Over the summer, the Catholic League garnered the support of over 40 Catholic, Protestant, Jewish and Muslim national organizations, all of which signed a statement of protest against the Terrence McNally play, “Corpus Christi.” The names of the organizations will be released to the press prior to September 22, the night of the preview, and will appear in next month’s Catalyst.
Most of those who will attend the preview of “Corpus Christi” are subscribers of the Manhattan Theatre Club (MTC), the play’s producer.
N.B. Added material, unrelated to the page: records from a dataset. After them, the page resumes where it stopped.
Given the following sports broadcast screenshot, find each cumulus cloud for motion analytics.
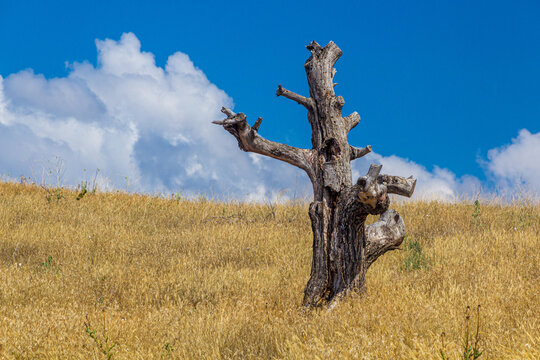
[482,129,540,193]
[352,153,481,201]
[0,33,540,201]
[0,33,303,200]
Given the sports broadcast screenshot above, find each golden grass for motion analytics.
[0,183,540,359]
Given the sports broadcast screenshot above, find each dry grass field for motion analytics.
[0,183,540,360]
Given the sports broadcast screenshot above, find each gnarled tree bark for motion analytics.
[214,41,416,306]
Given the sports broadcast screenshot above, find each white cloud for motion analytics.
[484,129,540,193]
[352,153,481,201]
[0,33,303,198]
[0,33,540,201]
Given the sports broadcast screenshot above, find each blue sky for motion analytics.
[0,1,540,196]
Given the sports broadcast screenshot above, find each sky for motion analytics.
[0,0,540,201]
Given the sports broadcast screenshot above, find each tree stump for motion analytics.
[214,41,416,307]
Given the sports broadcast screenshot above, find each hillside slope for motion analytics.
[0,183,540,359]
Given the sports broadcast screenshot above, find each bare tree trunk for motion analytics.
[214,41,416,306]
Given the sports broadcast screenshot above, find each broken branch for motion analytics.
[351,145,371,160]
[276,85,313,111]
[212,107,313,176]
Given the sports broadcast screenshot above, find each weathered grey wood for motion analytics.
[214,41,416,307]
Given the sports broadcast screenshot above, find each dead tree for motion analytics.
[214,41,416,306]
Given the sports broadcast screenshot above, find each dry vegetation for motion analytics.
[0,183,540,359]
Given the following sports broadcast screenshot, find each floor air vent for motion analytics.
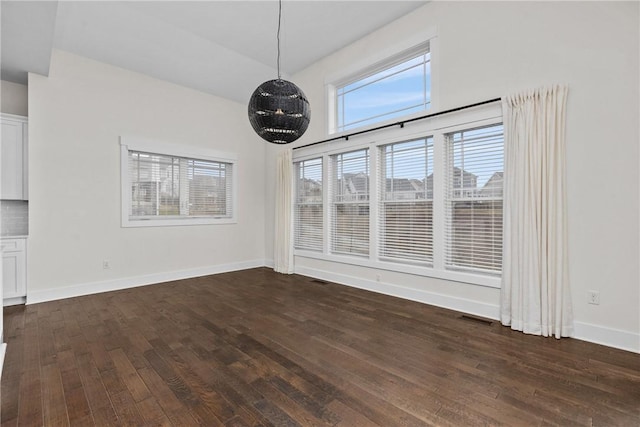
[460,314,493,326]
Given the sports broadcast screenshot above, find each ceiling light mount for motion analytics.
[249,0,311,144]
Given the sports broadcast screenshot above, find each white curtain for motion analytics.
[500,85,573,338]
[273,148,293,274]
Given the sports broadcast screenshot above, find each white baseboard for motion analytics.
[296,267,640,353]
[0,343,7,375]
[27,259,265,305]
[2,297,27,307]
[296,267,500,320]
[572,322,640,353]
The play will hold its premiere, or opening night, on October 13; Catholic League president William Donohue and league director of communications, Rick Hinshaw, are scheduled to see the play before its premiere.
The Catholic League is calling on all of its members in the New York area to picket the site of the play, the City Center, on opening night. We will assemble across the street from the City Center at 7:00 pm on Tuesday, October 13; it is located on 55th Street between 6th and 7th Avenue. The police have been notified of our protest.
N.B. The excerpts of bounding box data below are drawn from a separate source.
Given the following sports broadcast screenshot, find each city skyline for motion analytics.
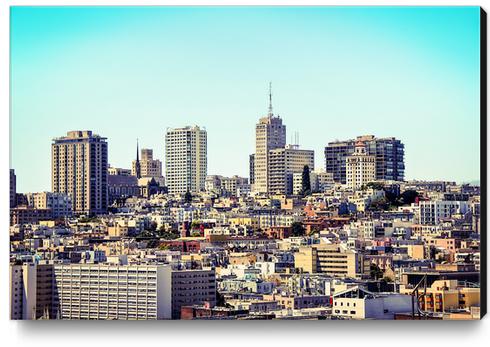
[11,7,480,192]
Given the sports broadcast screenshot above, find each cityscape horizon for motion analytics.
[8,6,487,321]
[10,7,480,192]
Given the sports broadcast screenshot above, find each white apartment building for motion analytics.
[268,145,315,195]
[253,87,286,193]
[53,264,172,320]
[345,142,376,190]
[418,200,469,225]
[131,148,162,177]
[332,287,412,319]
[27,192,73,218]
[165,126,207,194]
[51,130,108,214]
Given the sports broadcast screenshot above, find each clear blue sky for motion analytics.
[11,7,480,192]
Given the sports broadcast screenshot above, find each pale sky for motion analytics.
[11,7,480,192]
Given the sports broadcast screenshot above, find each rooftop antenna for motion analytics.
[269,82,273,117]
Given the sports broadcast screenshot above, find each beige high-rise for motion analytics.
[253,85,286,193]
[346,142,376,189]
[51,130,108,214]
[165,126,208,194]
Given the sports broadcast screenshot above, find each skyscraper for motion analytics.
[268,145,315,195]
[325,135,405,184]
[51,130,108,214]
[132,140,141,178]
[10,169,17,208]
[165,126,207,194]
[346,141,376,189]
[253,86,286,193]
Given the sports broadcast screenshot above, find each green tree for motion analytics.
[301,165,311,196]
[291,222,306,236]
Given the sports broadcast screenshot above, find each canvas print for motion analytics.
[8,6,486,320]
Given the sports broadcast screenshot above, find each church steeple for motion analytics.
[135,139,141,179]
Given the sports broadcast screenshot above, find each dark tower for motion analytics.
[135,139,141,179]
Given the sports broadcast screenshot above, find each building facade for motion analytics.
[131,148,162,177]
[253,87,286,193]
[268,145,315,195]
[51,130,108,214]
[10,169,17,208]
[53,264,172,320]
[325,135,405,184]
[165,126,207,194]
[172,270,216,319]
[27,192,73,218]
[345,142,376,190]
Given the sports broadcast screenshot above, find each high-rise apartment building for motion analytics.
[268,145,315,195]
[27,192,73,218]
[165,126,207,194]
[10,169,17,208]
[253,84,286,193]
[248,154,255,186]
[131,148,162,177]
[51,130,108,214]
[345,141,376,189]
[325,135,405,184]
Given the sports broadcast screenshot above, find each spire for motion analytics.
[135,139,141,178]
[269,82,274,117]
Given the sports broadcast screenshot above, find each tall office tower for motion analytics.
[53,264,172,320]
[51,130,108,214]
[131,140,141,179]
[346,141,376,189]
[165,126,207,194]
[248,154,255,186]
[268,145,315,195]
[131,148,162,178]
[325,135,405,184]
[254,86,286,193]
[10,169,17,208]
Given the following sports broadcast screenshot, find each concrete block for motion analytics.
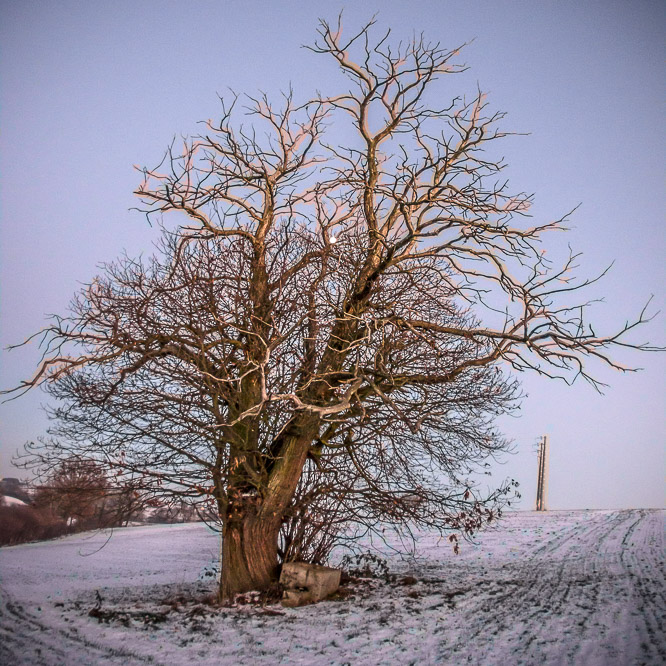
[280,562,342,607]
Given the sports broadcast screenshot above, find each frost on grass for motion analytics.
[0,510,666,666]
The MTC says that the play presents McNally’s “own unique view of ‘the greatest story ever told.’” But there is nothing unique about blasphemy, especially in the artistic community in the late twentieth century: it’s the norm.
The review of the play that appeared in the Guardian, the well-respected London newspaper, was shocking.
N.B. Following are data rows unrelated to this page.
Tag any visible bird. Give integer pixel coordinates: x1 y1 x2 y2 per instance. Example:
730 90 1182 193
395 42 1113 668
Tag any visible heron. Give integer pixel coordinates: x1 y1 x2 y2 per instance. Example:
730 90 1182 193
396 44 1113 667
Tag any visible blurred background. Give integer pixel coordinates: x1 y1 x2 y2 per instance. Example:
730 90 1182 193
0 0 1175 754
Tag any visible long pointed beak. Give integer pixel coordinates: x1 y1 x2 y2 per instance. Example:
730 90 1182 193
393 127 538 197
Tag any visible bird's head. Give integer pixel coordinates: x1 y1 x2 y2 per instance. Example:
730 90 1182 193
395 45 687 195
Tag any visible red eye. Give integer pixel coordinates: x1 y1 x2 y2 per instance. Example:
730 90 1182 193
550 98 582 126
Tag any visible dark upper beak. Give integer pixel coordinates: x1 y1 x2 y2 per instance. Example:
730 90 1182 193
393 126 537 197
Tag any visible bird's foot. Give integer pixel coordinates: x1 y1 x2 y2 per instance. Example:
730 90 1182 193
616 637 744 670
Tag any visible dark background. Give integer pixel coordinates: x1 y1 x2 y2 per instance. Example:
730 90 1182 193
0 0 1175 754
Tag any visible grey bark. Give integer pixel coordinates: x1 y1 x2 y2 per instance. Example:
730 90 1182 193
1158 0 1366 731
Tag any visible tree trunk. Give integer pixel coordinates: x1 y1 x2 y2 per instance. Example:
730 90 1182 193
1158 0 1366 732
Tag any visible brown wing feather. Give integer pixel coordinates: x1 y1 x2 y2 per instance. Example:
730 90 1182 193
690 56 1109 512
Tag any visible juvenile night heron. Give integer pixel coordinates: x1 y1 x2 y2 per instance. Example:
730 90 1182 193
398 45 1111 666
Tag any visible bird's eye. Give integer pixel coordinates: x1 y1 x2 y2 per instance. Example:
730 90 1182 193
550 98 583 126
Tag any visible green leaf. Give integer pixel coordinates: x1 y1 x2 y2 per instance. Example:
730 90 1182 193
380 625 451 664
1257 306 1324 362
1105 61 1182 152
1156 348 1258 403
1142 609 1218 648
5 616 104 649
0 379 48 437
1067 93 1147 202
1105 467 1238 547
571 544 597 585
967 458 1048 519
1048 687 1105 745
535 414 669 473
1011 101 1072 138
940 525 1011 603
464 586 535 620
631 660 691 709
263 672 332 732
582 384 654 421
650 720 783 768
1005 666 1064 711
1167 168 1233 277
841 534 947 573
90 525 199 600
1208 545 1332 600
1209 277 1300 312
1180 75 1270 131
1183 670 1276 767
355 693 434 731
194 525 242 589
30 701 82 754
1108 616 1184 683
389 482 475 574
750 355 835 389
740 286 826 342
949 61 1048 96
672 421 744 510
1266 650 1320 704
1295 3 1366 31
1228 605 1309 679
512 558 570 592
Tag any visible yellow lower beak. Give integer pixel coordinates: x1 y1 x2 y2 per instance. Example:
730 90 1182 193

Many Congressmen and Senators are under the impression that the MTC, which receives funding from the National Endowment for the Arts (NEA), did not receive a grant for “Corpus Christi.” This is mistaken.
In 1996, the NEA awarded $31,000 to the MTC for “Corpus Christi.” However, the MTC subsequently asked the NEA if it could use this grant to fund some other play, to which the NEA said yes. In other words, the NEA is guilty as charged and the MTC is guilty of playing games.